German supplier ZSK has launched a series of innovations for Tailored Fibre Placement (TFP), an interesting carbon composite manufacturing technique, which offers to dramatically cuts costs and offer new possibilities for improved component design.
Unlike the conventional approach of weaving the fibres of a composite into a perpendicular arrangement then cutting the fabric to the required shape, TFP arranges the functional fibres in bundles exactly where they are most needed for structural performance and stitches them into position on a compatible base layer.
ZSK commits that this gives ‘absolute freedom of positioning’, allowing fibres to be placed in the optimum directions to carry the loads, ensures that they do not move during processing, and cuts fibre wastage to just three per cent instead of the usual 30-70 per cent on a typical automotive component.
ZSK’s machines are able use TFP to create 3D pre-forms that match the finished shape of a typical automotive part.
Patented innovations to the machine speed up the deposition of fibres, increase versatility and streamline the design process – while the Fibre Supply Unit that doubles the deposition rate also allows simultaneous deposition of different fibres and automatic switching between different materials.
ZSK adds that its ‘advanced design code’ also ensures perfect repetition of results, even controlling zig-zag stitching automatically.
“The demand for lightweight materials, to improve CO2 emissions and product performance as vehicles become heavier and more complex, has never been greater but the cost of composite manufacture has remained unaffordable in all but the most specialist niche applications,” explained Melanie Hoerr, manager for technical embroidery at ZSK.
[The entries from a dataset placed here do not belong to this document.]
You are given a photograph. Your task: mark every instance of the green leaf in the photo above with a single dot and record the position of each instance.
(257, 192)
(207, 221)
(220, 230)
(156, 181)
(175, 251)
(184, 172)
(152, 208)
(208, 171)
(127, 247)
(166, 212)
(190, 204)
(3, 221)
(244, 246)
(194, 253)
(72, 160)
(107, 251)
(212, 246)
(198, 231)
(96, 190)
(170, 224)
“Our approach using TFP breaks through that barrier by eliminating most of the manual processing and waste of conventional composite manufacture, while increasing design freedom and improving quality control.”
In addition to optical and wire components, TFP can incorporate polymers commingled with carbon fibre to be melted later during moulding to form the matrix, avoiding the need for a resin filler, accelerating the production of complex parts and improving the resin-to-fibre distribution, especially in the extremities of the mould.
Current difficulties with end-of-life recycling of composites could be largely overcome by choosing appropriate polymers for re-melting to simplify separation during end of life recycling.